Chapitre 21
Un soir d’octobre, vers huit heures, Michel était assis devant son bureau, révisant la comptabilité du régiment. Les chiffres s’alignaient avec précision au bout de sa plume, mais sa pensée était bien loin.
Pendant l’été, Michel avait perdu son père ; lui aussi pouvait dire : « c’est le premier chagrin qu’il me cause ». Jamais un nuage n’avait obscurci leur affection réciproque, plus tendre et plus superficielle de la part du père, plus dévouée et plus profonde du côté du fils.

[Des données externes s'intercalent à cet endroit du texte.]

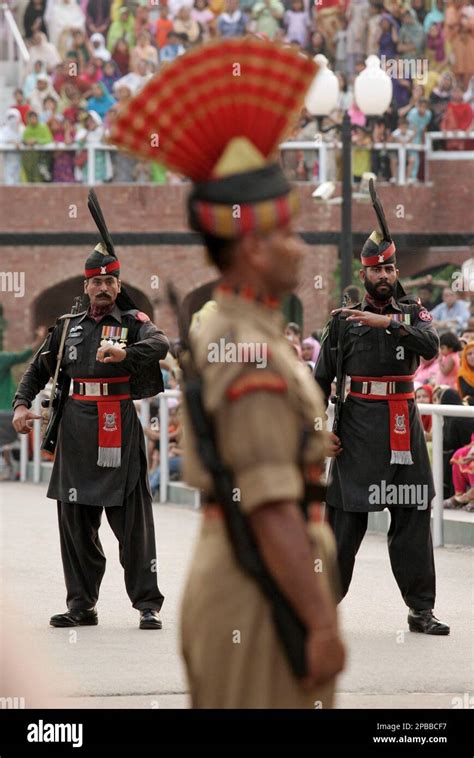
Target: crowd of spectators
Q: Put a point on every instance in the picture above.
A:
(89, 57)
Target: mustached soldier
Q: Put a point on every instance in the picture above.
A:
(240, 97)
(111, 355)
(380, 447)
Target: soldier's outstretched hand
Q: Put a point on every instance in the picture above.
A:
(111, 354)
(23, 419)
(325, 656)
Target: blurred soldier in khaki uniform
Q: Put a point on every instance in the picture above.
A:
(267, 413)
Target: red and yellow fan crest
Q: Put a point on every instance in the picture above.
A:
(238, 88)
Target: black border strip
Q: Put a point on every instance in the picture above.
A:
(67, 239)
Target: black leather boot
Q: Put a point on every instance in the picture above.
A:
(75, 618)
(423, 621)
(149, 619)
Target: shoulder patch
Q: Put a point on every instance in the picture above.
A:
(255, 381)
(425, 315)
(140, 316)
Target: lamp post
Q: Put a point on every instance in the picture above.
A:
(372, 94)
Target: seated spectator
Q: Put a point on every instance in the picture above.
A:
(458, 116)
(135, 80)
(435, 15)
(143, 51)
(232, 22)
(93, 132)
(11, 134)
(98, 48)
(424, 395)
(43, 89)
(204, 16)
(121, 56)
(142, 20)
(439, 99)
(63, 160)
(122, 28)
(100, 100)
(404, 136)
(465, 383)
(36, 165)
(163, 25)
(63, 17)
(462, 464)
(448, 360)
(267, 14)
(50, 110)
(418, 119)
(40, 49)
(457, 433)
(30, 81)
(110, 75)
(184, 23)
(33, 18)
(71, 103)
(97, 16)
(435, 48)
(310, 349)
(411, 36)
(172, 49)
(452, 313)
(297, 24)
(426, 371)
(379, 159)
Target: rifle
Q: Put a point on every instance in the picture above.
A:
(338, 398)
(60, 387)
(290, 629)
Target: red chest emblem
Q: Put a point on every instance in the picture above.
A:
(425, 315)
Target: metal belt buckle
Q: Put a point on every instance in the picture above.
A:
(378, 388)
(93, 388)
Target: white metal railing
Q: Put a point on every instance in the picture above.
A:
(322, 148)
(436, 411)
(14, 44)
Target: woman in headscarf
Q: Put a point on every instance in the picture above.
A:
(411, 37)
(110, 75)
(30, 82)
(34, 11)
(101, 100)
(121, 56)
(435, 16)
(63, 160)
(457, 433)
(62, 17)
(42, 50)
(97, 47)
(11, 135)
(466, 374)
(462, 464)
(93, 133)
(143, 51)
(36, 165)
(98, 16)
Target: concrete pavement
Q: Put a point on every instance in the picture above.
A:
(115, 665)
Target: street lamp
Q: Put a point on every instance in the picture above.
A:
(372, 94)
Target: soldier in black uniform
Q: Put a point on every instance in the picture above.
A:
(380, 456)
(100, 457)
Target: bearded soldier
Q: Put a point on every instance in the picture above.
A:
(381, 457)
(110, 355)
(249, 415)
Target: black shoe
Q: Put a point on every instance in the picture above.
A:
(149, 619)
(75, 618)
(424, 622)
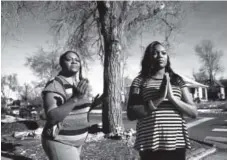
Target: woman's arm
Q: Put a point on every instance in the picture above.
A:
(187, 106)
(55, 113)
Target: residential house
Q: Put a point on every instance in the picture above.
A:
(224, 83)
(198, 90)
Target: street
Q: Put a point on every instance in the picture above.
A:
(212, 131)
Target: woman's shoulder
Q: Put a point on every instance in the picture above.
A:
(137, 80)
(55, 85)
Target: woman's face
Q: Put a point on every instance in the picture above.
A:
(71, 62)
(159, 56)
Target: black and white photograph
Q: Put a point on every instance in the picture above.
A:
(113, 80)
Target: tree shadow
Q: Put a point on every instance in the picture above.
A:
(31, 125)
(8, 149)
(14, 157)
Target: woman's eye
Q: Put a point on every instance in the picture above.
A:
(163, 53)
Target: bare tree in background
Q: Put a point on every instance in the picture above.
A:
(8, 82)
(210, 59)
(107, 28)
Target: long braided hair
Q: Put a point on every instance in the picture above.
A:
(147, 68)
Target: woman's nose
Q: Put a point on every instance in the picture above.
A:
(160, 54)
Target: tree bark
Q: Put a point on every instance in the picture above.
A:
(112, 111)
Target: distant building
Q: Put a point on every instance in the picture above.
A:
(198, 90)
(224, 83)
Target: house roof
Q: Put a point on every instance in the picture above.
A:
(192, 83)
(224, 82)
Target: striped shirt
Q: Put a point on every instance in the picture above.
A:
(164, 128)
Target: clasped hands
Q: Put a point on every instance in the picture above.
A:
(166, 91)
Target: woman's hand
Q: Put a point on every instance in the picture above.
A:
(164, 86)
(81, 88)
(170, 95)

Le général Avérief venait rarement à Pétersbourg ; sa mort, par conséquent, ne créait aucun vide dans les habitudes matérielles du jeune officier ; – mais Michel aimait ce père absent, il lui écrivait, il recevait de lui d’énormes lettres écrites en gros caractères, sur des lignes largement espacées, où le fond était peu de chose, mais où les expressions de tendresse paternelle n’étaient pas ménagées.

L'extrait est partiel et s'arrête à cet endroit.